An FIR no. 344 dated13.07.2020 u/s 22,25,29/61/85 NDPS Act PS City Barnala was registered and subsequent raids in UP, Haryana Delhi, Punjab led to arrest of other gang members, alongwith seizure of a large quantity of pharmaceutical opioids, the drug proceeds-money and vehicles.
The DGP said investigations into the gang’s modus operandi so far have revealed that Harish posed as a Medical Representative to establish contact with Chemists and Pharmacists by using information like address and phone number, which he easily found over internet and social media. The contraband smugglers used a pre-identified network of couriers /transport /goods carriers, operating from major cities like Delhi, Agra, Amritsar, Jaipur, Gwalior and Bhopal, and delivered consignments to various locations in several states with the help of fake/undervalued bills using local transporters. Payment and transfer of money was done using the hawala channels, and also through multiple cash transactions into bank account especially created for this purpose.
The intoxicants seized are mostly pharmaceutical opioids. Many of these pharmaceutical products have legitimate and important medical use; however these products cannot be sold without a valid medical prescription from a registered medical practitioner.

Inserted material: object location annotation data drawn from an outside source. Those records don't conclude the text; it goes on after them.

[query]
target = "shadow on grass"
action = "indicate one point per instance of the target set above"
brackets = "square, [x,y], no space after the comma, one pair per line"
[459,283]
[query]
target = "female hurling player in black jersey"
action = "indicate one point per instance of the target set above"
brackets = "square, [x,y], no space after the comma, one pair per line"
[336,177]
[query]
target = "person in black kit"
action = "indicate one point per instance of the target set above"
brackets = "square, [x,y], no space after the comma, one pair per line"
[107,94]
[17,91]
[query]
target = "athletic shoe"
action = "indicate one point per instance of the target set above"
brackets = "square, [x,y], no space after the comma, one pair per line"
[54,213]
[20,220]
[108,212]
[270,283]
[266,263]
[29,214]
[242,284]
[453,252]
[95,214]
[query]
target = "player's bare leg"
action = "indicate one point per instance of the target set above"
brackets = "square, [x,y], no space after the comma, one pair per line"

The gang was diverting these intoxicants, which are medically used for pain relief and treatment for opioid dependence, for extra-medical use, which can lead to major drug overdose issues and even deaths.

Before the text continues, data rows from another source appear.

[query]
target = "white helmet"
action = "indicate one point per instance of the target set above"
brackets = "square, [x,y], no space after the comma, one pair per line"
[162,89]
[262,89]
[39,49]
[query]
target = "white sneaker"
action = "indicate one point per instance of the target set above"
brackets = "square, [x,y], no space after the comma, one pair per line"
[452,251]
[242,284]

The DGP said that the operation carried out by Punjab Police and the huge recovery of pharmaceutical opioids is highly significant and is a major hit to the supply of drugs in Punjab, as according to ‘Magnitude of Substance Use in India-2019’, a study commissioned by Ministry of Social Justice and Empowerment, Government of India, New Delhi, pharmaceutical opioids (which itself includes a variety of medications of the opioid group) are the second most commonly used opioids in India (0.96%), after heroin, which is the most commonly used opioid in India (1.14%). It is estimated that the harmful use/dependent use of pharmaceutical opioids constitutes about 40% of the drug problem in the State.